Nonetheless I always admired my mother, and she was my role model. She gave me the right books to read and took me to museums and concerts. When she got her PhD at the age of 36, which was late by all standards, she said she expected me to beat her. I didn't, I also got my PhD at 36, but it was after two interrupted PhDs, so I hope she wasn't too disappointed.

My father was a heavy drinker and a genius and lived in his ivory tower. When I was a teenager we spent our summers in an artists' colony in Karelia, and he and I would go fishing and mushroom picking. I would hear his music growing out of our walks. I was proud of him at performances. He was never angry with me, but he was detached. I only realised how much I loved him after it was too late.

When I started to have boyfriends, my mother developed the typical evil stepmother syndrome and ruined every relationship I had. I realised it many years later, but of course a daughter of marriageable age implied that she was over the hill while she was still young enough to be the prettiest of them all.

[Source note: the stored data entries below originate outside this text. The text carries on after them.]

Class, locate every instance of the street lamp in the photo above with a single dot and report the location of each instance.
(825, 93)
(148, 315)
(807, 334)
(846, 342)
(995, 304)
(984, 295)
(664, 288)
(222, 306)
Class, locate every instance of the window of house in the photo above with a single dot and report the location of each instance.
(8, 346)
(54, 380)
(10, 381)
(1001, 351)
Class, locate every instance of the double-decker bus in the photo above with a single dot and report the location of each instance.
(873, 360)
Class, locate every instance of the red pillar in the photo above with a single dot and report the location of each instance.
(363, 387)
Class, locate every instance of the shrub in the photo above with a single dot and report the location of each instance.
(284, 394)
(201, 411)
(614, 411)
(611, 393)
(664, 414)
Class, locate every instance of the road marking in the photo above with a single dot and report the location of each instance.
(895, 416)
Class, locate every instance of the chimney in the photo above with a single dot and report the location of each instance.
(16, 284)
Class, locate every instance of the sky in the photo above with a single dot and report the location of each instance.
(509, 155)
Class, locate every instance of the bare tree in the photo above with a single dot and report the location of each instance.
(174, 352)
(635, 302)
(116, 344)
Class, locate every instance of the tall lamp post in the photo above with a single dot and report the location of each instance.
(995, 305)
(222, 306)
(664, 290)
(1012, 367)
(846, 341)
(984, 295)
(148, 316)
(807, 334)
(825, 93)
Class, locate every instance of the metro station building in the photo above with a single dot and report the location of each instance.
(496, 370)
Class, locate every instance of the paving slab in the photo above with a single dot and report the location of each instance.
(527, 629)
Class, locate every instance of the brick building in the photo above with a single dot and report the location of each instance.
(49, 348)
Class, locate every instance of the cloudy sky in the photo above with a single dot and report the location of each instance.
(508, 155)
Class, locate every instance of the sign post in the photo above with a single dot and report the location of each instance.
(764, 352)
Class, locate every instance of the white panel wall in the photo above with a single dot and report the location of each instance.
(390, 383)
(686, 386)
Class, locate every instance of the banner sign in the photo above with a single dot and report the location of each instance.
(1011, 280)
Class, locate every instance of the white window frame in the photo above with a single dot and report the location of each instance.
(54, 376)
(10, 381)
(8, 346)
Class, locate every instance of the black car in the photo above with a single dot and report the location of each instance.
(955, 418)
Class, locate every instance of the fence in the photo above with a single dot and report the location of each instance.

It is hard to imagine not being loved by one's mother, and it took me years to get free of her deadly grip on me. Even now I sometimes feel that she can get at me if she cared enough. Luckily, she pretends I don't exist. Nobody has hurt me as much as she did, and yet I am grateful for everything she did for me. I am not like her, but almost everything I am is her doing. Despite and not because.


2 comments:

Unknown said...

Dear Maria,
I see you are referring to the USSR in your story. Do you now dear that now,in this 'democratic' society is even more impossible to get a flat for a family?
It WAS much easier at Soviet Times.
There were no homeless and jobless people then, unlike nowadays.
73% of people now want the USSR standards back, because all the capitalistic stuff which was brought here hurt 90% of the population severely!
You, obviously, left your Motherland and it is sad to see you scolding it.
Not good.

Maria Nikolajeva said...

I am not scolding my former country, just sharing experience. I have friends and relatives in Russia, and I have no illusions about what everyday life is like there now.